2. Ogilvy: Hathaway shirts – for its weirdness.

It’s such a great early example of what I try and tell my clients every day – embrace weird. When David Ogilvy just happened to put this model in an eye patch on the shoot (as legend has it) he changed the fortune of the business. Why? Because no reason. It was just weird. It just adds intrigue. It just adds something to the ad that makes you look. In this day and age where everything needs a strategy or a deck with rationale to back it up, this would be very hard to pull off. ‘Weird’ is very hard to justify at a rational level – that’s why we see more and more homogeneous wallpaper where advertising should be.

3. Old Spice: The Man Your Man Could Smell Like – for its impact.

Impero was designed to do one thing and one thing only – return tired brands to fame and glory. And that’s why I want to put Old Spice in here. Before 2010, it was seen as a brand for older generations: uninteresting, stagnant and a little bit musky. Then it blew it out of the water with a whole new series of internet and social-first ads – proving that no matter how tired a brand gets, a campaign that speaks the consumer’s language will always have a chance at resuscitation.

4. The Army, Snowflake – for its consumer-led media strategy.

This is genius.
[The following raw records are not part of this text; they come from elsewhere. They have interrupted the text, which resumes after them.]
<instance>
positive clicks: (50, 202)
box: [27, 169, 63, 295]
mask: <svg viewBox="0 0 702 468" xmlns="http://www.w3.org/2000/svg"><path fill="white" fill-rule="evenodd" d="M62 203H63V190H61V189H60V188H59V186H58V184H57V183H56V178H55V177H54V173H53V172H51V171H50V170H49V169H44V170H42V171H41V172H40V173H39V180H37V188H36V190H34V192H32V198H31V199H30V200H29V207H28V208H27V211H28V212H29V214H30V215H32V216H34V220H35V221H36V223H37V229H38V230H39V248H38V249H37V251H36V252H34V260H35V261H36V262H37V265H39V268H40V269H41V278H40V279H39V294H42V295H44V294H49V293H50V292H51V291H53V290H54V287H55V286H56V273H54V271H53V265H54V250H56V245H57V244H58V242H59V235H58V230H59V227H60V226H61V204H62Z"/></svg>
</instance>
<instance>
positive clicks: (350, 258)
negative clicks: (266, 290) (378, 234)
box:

It pisses people off, but it’s genius. And it’s a master stroke in strategy. Knowing that the Army would only ever be an option for some people (and never be an option for others) and also realising that our media-led impression of young millennials was
a) only half true, and
b) would be rejected by the same consumers who would never be attracted to the Army anyway so.. the Army set about embracing their target market through isolating those that never would be.

That’s a great and smart move. But it’s not the first time it’s been used. The real pure genius is that in the culture of outrage we all currently reside in, they did it in a way that riled up those who would never embrace the army as a career option, so much that they ended up sharing the campaign (in outrage) and becoming the media platform to reach others.

They fooled ya! And it worked – I read yesterday that army enrolment and interest has never been higher.

Very very smart.

5. Absolut: print ads – for its fame-building potential.

These ads show the power of an idea to build fame. It was essentially the same advert that ran for years and years and it was instrumental in taking them from a small player (40K cases I believe) to a world leader. The creative platform always allowed them to build fame and stay current. They became more famous for their advertising than their product. And they took it to the bank. They never got distracted with the latest toys, or got nervous in a downward quarter, they stuck to their guns and built a brand that got sold for 4.6 billion. Not bad.

6. Missguided – for having fun with a boring product.

This one isn’t so much just one desert island ad – but the whole thing. I just love the way Missguided position themselves. Their Instagram channel is just brilliant. Fourth wave feminism all the way, it’s such a great mix of gutsiness and boldness – and even though I am miles away from their target market I think they have an ambition and confidence that is alluring, fresh and has spawned copycats all over the shop. Well done them.